The Prodigal Prophet is quite simply the best book I’ve read this year. I recently shared my review and 20 of the best quotes from the book. Below are 20 more great quotes from the book:

  1. To work against social injustice and to call people to repentance before God interlock theologically.
  2. When you say, “I won’t serve you, God, if you don’t give me X,” then X is your true bottom line, your highest love, your real god, the thing you most trust and rest in.
  3. When Christian believers care more for their own interests and security than for the good and salvation of other races and ethnicities, they are sinning like Jonah. If they value the economic and military flourishing of their country over the good of the human race and the furtherance of God’s work in the world, they are sinning like Jonah.
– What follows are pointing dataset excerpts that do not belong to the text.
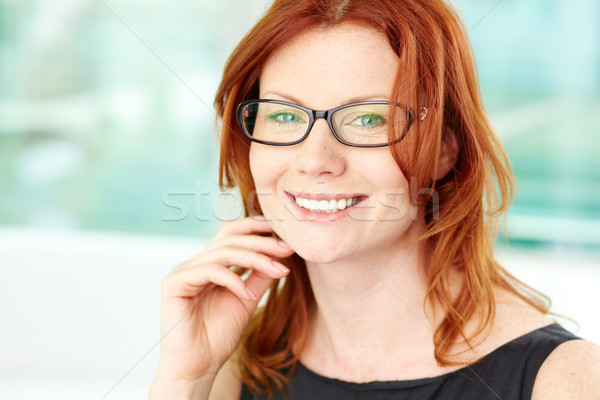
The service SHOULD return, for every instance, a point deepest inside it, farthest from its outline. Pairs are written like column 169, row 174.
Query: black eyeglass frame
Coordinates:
column 316, row 114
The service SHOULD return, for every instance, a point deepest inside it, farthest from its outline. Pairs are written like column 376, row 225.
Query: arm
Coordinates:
column 228, row 383
column 571, row 372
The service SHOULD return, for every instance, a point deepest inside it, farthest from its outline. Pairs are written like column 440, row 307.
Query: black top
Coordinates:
column 507, row 373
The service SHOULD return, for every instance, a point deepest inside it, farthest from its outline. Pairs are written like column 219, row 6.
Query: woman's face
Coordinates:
column 321, row 69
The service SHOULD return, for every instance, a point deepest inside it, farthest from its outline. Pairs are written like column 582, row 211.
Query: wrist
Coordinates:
column 180, row 389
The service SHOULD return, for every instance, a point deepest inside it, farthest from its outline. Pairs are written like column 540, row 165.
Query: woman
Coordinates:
column 379, row 213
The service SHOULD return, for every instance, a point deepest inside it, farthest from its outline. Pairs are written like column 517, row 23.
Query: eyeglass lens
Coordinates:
column 362, row 124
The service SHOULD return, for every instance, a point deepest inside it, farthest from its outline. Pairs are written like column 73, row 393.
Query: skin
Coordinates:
column 365, row 274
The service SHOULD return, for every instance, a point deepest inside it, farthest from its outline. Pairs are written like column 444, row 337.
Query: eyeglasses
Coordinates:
column 362, row 124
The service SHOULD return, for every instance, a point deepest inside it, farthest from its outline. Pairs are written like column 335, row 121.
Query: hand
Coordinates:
column 205, row 306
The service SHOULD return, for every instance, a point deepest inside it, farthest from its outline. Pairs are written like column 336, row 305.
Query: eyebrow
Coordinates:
column 347, row 101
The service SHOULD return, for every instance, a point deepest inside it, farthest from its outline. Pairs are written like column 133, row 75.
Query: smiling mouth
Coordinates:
column 327, row 205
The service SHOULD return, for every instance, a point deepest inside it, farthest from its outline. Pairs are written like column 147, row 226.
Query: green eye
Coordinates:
column 368, row 120
column 285, row 117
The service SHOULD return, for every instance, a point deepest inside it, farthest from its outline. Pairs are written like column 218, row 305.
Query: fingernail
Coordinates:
column 281, row 267
column 250, row 293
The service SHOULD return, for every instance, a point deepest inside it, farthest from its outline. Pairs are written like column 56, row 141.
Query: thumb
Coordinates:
column 258, row 283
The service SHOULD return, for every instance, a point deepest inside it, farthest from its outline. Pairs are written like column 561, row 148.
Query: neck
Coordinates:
column 370, row 308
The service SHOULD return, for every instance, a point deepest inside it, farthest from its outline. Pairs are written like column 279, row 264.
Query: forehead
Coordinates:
column 325, row 67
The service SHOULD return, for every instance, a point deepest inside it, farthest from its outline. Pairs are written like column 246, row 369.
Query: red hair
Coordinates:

Their identity is more rooted in their race and nationality than in being saved sinners and children of God.
  4. We are reading and using the Bible rightly only when it humbles us, critiques us, and encourages us with God’s love and grace despite our flaws.
  5. We learn from Jonah that understanding God’s grace—and being changed by it—always requires a long journey with successive stages.
  6. As long as there is something more important than God to your heart, you will be, like Jonah, both fragile and self-righteous. Whatever it is, it will create pride and an inclination to look down upon those who do not have it. It will also create fear and insecurity. It is the basis for your happiness, and if anything threatens it, you will be overwhelmed with anger, anxiety, and despair.
  7. Jesus is the prophet Jonah should have been. Yet, of course, he is infinitely more than that.
  8. Christian identity is received, not achieved.
  9. Here we see God’s righteousness and love working together. He is both too holy and too loving to either destroy Jonah or to allow Jonah to remain as he is, and God is also too holy and too loving to allow us to remain as we are.
  10. One of the main reasons that we trust God too little is because we trust our own wisdom too much. We think we know far better than God how our lives should go and what will make us happy.
  11. Life in the world is filled with storms—with difficulties and suffering—some of which we have directly brought on ourselves but many of which we have not. In either case, God can work out his good purposes in our lives through the storms that come upon us (Romans 8:28).
  12. There’s love at the heart of our storms. If you turn to God through faith in Christ, he won’t let you sink. Why not? Because the only storm that can really destroy—the storm of divine justice and judgment on sin and evil—will never come upon you. Jesus bowed his head into that ultimate storm, willingly, for you.
  13. A God who suffers pain, injustice, and death for us is a God worthy of our worship.
  14. One of the main concerns of the book of Jonah is that believers should respect and love their neighbors, including those of a different race and religion.
  15. Individual Christians can and should be involved politically, as a way of loving our neighbors. Nevertheless, while individual Christians must do this, they should not identify the church itself with one set of public policies or one political party as the Christian one.
  16. Jonah resents God’s mercy given to racial “others.” His race and nation have become not merely good things that he loves but idols.
  17. It is common for us to insist that everyone “respect difference”—allow people to be themselves—but in the very next moment we show complete disrespect for anyone who diverges from our cherished beliefs. We sneer at people more liberal than us as social justice warriors; we disdain those more conservative than us as hateful bigots.
  18. What makes a person a Christian is not our love for God, which is always imperfect, but God’s love for us.
  19. To ground your identity in your own efforts and accomplishments—even in the amount of love you have for Jesus—is to have an unstable, fragile identity.
  20. When you become a Christian you don’t stop being Chinese or European, but now your race and nation don’t define you as fully as they did. You do not rely on them for worth and honor in the same way. You are a Christian first and Chinese or European second.